J’apporterai deux réserves à cette vision que d’aucuns qualifieront sans doute de naïvement idyllique : si nous avons eu, des années durant, à subir un tel lot de critiques, c’est aussi parce que nous y avons prêté le flanc. Des générations d’élèves auxquels on a expliqué qu’ils étaient des ignares, qu’ils ne pouvaient rien comprendre à la littérature française parce qu’ils n’entendaient pas le latin… Si le latin et le grec doivent retrouver une place de choix dans les établissements scolaires, il faudra commencer par éviter de tomber dans les arrogances passées, et montrer à chaque collègue, quelle que soit la matière qu’il enseigne, que l’apprentissage du grec et du latin ne peut qu’aider à l’élève à mieux comprendre un enseignement scientifique, un enseignement de langues vivantes, un enseignement littéraire…
Et c’est peut-être dans ce dernier point que réside la principale difficulté aujourd’hui.

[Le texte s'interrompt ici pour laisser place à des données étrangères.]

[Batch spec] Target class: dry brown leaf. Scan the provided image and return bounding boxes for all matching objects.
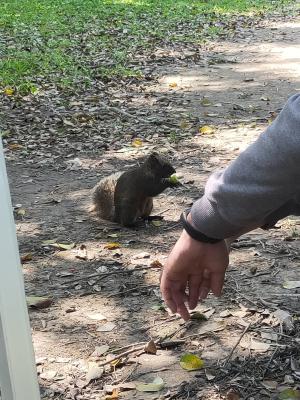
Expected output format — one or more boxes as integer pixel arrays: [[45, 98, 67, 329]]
[[21, 253, 32, 263], [85, 361, 103, 385], [144, 340, 157, 354], [104, 242, 121, 250]]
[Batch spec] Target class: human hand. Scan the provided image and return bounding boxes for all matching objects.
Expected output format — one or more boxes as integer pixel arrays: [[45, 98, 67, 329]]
[[160, 230, 229, 320]]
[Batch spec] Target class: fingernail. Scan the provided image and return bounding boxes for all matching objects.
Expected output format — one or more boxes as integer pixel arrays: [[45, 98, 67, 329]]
[[199, 288, 209, 300]]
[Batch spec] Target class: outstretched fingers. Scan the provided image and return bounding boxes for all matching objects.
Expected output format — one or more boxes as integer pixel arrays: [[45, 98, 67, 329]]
[[161, 275, 189, 320]]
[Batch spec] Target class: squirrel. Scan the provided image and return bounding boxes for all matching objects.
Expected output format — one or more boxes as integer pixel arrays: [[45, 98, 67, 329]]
[[90, 152, 180, 227]]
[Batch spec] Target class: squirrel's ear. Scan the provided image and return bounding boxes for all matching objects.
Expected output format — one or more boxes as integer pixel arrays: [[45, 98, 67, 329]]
[[146, 152, 159, 169]]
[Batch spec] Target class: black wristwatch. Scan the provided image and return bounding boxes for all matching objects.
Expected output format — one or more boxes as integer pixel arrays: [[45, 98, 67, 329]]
[[180, 209, 223, 244]]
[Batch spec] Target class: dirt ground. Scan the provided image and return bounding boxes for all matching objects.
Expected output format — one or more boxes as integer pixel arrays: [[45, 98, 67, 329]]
[[1, 14, 300, 400]]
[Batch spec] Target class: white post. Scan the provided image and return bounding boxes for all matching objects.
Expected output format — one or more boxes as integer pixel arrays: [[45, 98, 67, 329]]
[[0, 138, 40, 400]]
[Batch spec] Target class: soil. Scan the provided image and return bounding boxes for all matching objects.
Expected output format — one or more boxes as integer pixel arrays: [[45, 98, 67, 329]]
[[1, 14, 300, 400]]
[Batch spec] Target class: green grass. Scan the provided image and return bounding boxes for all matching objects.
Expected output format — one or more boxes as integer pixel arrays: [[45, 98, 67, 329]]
[[0, 0, 293, 89]]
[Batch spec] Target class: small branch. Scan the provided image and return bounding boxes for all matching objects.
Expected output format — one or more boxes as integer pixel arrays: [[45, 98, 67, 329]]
[[99, 101, 148, 123], [111, 342, 148, 353], [106, 285, 157, 299], [223, 324, 251, 367], [262, 347, 278, 379], [98, 344, 145, 367], [53, 265, 161, 287]]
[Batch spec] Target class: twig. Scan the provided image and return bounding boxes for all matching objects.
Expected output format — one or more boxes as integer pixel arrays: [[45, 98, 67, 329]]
[[232, 288, 257, 307], [57, 265, 161, 285], [112, 342, 148, 353], [223, 324, 251, 367], [163, 222, 181, 232], [265, 293, 300, 299], [262, 347, 278, 379], [138, 368, 172, 378], [106, 285, 157, 298], [98, 344, 145, 367], [99, 101, 148, 123], [112, 362, 139, 386], [154, 207, 170, 216]]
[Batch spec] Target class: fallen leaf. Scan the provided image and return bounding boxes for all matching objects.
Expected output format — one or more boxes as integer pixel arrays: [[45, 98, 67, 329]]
[[179, 120, 193, 129], [151, 304, 166, 311], [42, 239, 57, 246], [191, 311, 207, 321], [97, 322, 116, 332], [63, 119, 76, 127], [273, 309, 294, 330], [17, 208, 26, 217], [226, 389, 240, 400], [21, 253, 32, 263], [91, 344, 109, 357], [260, 332, 278, 342], [198, 322, 225, 335], [104, 388, 119, 400], [261, 380, 278, 390], [199, 125, 215, 135], [144, 340, 157, 354], [282, 281, 300, 289], [49, 243, 76, 250], [169, 174, 179, 184], [26, 296, 52, 308], [278, 389, 300, 400], [240, 338, 270, 353], [40, 370, 57, 381], [133, 251, 150, 260], [180, 354, 204, 371], [104, 382, 135, 393], [131, 139, 143, 147], [205, 369, 216, 381], [220, 310, 231, 318], [7, 143, 23, 150], [85, 362, 103, 385], [135, 376, 165, 392], [200, 97, 211, 107], [104, 242, 121, 250], [150, 260, 163, 268], [75, 244, 88, 260]]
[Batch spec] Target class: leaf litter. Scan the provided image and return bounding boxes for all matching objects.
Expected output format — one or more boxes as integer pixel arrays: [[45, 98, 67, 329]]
[[3, 3, 300, 399]]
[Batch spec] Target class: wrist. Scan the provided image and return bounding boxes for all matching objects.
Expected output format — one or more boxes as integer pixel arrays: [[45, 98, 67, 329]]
[[180, 210, 223, 244]]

Il n’y a plus aucune unité dans l’enseignement des lettres aujourd’hui. Deux professeurs de français, dans un même établissement, peuvent poursuivre, en toute bonne foi, des objectifs radicalement différents, voire contradictoires. Et il n’est pas sûr que l’élève, et l’école, aient grand chose à tirer de cette contradiction. Les attaques les plus violentes portées contre les langues anciennes, l’ont été par des professeurs de français, et le projet de disparition du concours de recrutement des professeurs de lettres classiques n’aurait jamais pu voir le jour, s’il avait trouvé sur sa route, des professeurs, et a fortiori des inspecteurs de lettres fermement décidés à s’y opposer. Il nous faut renoncer à cette vision irénique de la grande famille des professeurs de lettres. Se battre dans les classes, les convaincre de l’utilité et de l’intérêt du grec et du latin, c’est notre lot quotidien. Il nous faudra apprendre très vite à prolonger ces combats, beaucoup moins stimulants, mais tout aussi nécessaires, en salle des professeurs.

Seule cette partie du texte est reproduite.